Watch AMD's Computex 2024 keynote live stream here at 9:30 pm ET / 6:30 pm PT / 1:30 am UTC

Lisa Su and AMD
(Image credit: Computex Taipei)

AMD CEO Lisa Su is set to take the stage for a Computex 2024 keynote address here in Taipei at 9:30 a.m. local time on Monday, June 3rd. If you aren't here in Taiwan or you are and you haven't pre-registered, you can't get a seat in the audience. But you can turn watch Dr. Su's presentation as a YouTube Live stream, which we've embedded below.

The event starts at 9:30 a.m. Monday Taiwan time, which is 9:30 pm Sunday (June 2nd) if you're in the U.S. Eastern time zone. It's 6:30 pm Sunday in the Pacific time  zone, 2:30 a.m. BST and 1:30 a.m. UTC.

What can you expect from AMD's Computex keynote presentation? Computex's event description reads simply: "Dr. Lisa Su will explore how AMD, together with its partners, is pushing the limits in AI and high-performance computing from the data center, to the edge and end user devices."

So we can see that she's going to be talking about both data center and end user devices, which means PCs. Will she announce new chips for desktops and laptops? It seems quite possible.

In recent weeks, we've seen leaked benchmarks for the upcoming Zen 5 processor line and motherboard vendors have also added support for Zen 5 (aka Ryzen 9000 series) in their firmware updates.  We've also seen leaked benchmarks from AMD's rumored Strix Point mobile CPUs.

Su has to focus on AI performance in her keynote, not just because AI is the tech industry's hottest buzzword, but also because Microsoft recently made a point of releasing its first-gen Copilot+, AI-enabled PCs with Qualcomm Snapdragon chips only, leaving AMD and Intel behind. To meet the Copilot+ requirements, a computer must have an NPU that delivers at least 40 TOPs (trillion operations per second) and neither AMD nor Intel, at this moment, have a processor in the market that's capable of that. 

Qualcomm can't have a monopoly on Copilot+ PCs for long so expect AMD and Intel to respond with some more details about their plans for AI on the desktop. This keynote would be a great place for Su to showcase AMD's solutions.

Avram Piltch
Avram Piltch is Tom's Hardware's editor-in-chief. When he's not playing with the latest gadgets at work or putting on VR helmets at trade shows, you'll find him rooting his phone, taking apart his PC or coding plugins. With his technical knowledge and passion for testing, Avram developed many real-world benchmarks, including our laptop battery test.
  • usertests
    Tune in to watch CEO Lisa Su discuss her company's AI plans.

    But really, we can expect to hear about Granite Ridge, Strix Point, or both.
  • Metal Messiah.
    Same as previous leaks pointed out. More to come.....

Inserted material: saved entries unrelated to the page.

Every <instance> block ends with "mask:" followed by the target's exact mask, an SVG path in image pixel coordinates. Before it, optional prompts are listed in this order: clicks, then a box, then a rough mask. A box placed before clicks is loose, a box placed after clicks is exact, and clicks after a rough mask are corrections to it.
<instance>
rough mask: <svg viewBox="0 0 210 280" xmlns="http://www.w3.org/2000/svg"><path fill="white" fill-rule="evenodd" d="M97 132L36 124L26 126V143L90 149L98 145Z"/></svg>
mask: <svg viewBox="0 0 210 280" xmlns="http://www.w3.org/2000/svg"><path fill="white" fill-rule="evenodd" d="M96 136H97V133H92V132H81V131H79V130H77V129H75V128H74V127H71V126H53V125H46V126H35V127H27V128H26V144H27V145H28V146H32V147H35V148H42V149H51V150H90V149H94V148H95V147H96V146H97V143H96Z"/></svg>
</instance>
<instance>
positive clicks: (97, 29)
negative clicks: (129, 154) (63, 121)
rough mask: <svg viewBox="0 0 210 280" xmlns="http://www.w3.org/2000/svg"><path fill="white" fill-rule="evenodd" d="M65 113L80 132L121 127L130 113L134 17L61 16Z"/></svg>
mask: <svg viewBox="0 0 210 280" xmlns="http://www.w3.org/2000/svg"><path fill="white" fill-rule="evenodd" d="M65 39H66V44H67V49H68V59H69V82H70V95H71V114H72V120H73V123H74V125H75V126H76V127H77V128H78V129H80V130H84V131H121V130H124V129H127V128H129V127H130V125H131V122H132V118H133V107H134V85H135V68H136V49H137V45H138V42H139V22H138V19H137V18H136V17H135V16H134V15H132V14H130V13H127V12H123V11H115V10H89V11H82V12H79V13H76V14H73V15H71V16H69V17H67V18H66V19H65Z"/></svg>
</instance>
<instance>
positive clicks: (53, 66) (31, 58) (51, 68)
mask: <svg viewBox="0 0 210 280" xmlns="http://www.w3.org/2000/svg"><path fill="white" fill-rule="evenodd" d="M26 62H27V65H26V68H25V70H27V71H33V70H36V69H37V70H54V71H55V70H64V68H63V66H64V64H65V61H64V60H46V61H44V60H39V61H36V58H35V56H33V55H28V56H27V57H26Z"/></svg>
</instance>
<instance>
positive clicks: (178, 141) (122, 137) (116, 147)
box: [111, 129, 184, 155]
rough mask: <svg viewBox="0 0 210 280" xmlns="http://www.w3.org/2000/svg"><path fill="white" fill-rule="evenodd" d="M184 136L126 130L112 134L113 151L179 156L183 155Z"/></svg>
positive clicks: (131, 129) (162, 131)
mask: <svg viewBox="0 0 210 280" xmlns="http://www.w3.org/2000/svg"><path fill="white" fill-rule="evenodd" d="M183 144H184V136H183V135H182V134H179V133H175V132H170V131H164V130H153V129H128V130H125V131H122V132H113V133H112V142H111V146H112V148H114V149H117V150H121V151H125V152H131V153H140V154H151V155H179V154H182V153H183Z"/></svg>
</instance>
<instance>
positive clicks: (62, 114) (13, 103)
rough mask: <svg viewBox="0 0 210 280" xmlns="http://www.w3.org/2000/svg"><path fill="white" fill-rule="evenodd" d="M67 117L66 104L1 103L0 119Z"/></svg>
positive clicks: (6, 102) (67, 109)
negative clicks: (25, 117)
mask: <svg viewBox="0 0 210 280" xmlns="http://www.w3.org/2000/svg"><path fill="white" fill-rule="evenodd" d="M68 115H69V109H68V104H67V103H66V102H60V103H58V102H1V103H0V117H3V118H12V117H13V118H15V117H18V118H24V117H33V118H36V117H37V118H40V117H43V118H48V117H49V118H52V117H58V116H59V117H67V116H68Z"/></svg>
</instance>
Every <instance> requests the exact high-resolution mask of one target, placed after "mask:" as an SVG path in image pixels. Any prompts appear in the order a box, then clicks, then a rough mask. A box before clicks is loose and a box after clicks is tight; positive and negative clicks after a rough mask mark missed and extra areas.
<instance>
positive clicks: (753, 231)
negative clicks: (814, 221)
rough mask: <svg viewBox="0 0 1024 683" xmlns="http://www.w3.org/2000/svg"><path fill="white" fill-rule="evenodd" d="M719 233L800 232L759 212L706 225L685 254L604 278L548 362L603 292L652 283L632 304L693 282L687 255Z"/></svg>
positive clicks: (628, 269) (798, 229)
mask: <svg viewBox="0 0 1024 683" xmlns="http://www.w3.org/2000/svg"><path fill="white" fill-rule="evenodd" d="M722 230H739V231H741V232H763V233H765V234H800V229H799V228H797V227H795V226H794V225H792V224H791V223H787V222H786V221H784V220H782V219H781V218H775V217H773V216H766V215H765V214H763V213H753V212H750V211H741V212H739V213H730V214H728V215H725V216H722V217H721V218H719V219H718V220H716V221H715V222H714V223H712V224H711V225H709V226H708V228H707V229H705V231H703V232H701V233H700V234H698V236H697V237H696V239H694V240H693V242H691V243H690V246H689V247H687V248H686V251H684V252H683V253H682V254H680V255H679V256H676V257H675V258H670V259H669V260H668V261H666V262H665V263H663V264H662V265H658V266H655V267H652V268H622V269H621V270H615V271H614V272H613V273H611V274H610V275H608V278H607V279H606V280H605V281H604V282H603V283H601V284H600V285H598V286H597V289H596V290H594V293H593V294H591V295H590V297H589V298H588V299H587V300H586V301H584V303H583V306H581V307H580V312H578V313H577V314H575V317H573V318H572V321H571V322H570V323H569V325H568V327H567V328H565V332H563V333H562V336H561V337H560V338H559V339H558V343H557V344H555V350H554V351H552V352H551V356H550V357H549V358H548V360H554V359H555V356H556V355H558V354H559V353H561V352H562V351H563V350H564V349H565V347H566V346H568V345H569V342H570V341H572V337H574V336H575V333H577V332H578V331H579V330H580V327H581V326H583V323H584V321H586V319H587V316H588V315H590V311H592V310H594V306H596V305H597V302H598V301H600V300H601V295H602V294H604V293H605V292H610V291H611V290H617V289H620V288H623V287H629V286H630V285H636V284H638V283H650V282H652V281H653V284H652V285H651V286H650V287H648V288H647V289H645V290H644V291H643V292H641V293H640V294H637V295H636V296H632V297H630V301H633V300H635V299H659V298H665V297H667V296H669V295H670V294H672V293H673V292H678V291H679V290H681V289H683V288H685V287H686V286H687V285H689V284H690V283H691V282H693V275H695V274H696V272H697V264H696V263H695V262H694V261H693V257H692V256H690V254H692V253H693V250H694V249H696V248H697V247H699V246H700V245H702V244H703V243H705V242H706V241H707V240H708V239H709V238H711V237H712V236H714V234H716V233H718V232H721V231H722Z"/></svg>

    I'm more interested in the Strix Point Ryzen AI lineup though. They haven't mentioned the MSRP of these SKUs yet....
  • Metal Messiah.
    Here it comes. :grinning:
  • usertests
    +16% IPC, better than Zen 4 if accurate. Going from Zen 2 to Zen 5 is +56% IPC. Sonoma Valley looking good.

    Thanks for the cringe branding. Maybe it's only for the Ryzen 9.

    The 10-core cuts two of the Zen 5c cores, not the higher clocked Zen 5. Nice.

    Let's see 890M graphics compared to 780M plz.

    VideoCardz lists 15-45W configurable TDP for these two Strix Point SKUs, instead of 35-54W.

    9600 non-X theory busted.
  • Metal Messiah.
    Strix Point branding seems confusing as before. Product differentiation for an average consumer is not gonna be easy, unless they first dig into the specs of each SKU, especially the core count.

    Too bad only 2 Mobile processors were announced.

    Both are Ryzen AI 9 SKUs, and the only naming differentiator seems to be the HX moniker for now. These product codenames also don't tell anything about the iGPU specs, be it 890M, or 880M, or how many CUs they sport.

    Ryzen AI 9 HX 370
    Ryzen AI 9 365.
  • usertests
    AM5 socket commitment extended to "2027+".

    RDNA 3+ became RDNA 3.5 again lol.

    XDNA2 gains "Block FP16" capability, with the accuracy of FP16 and the performance of INT8 (they claim).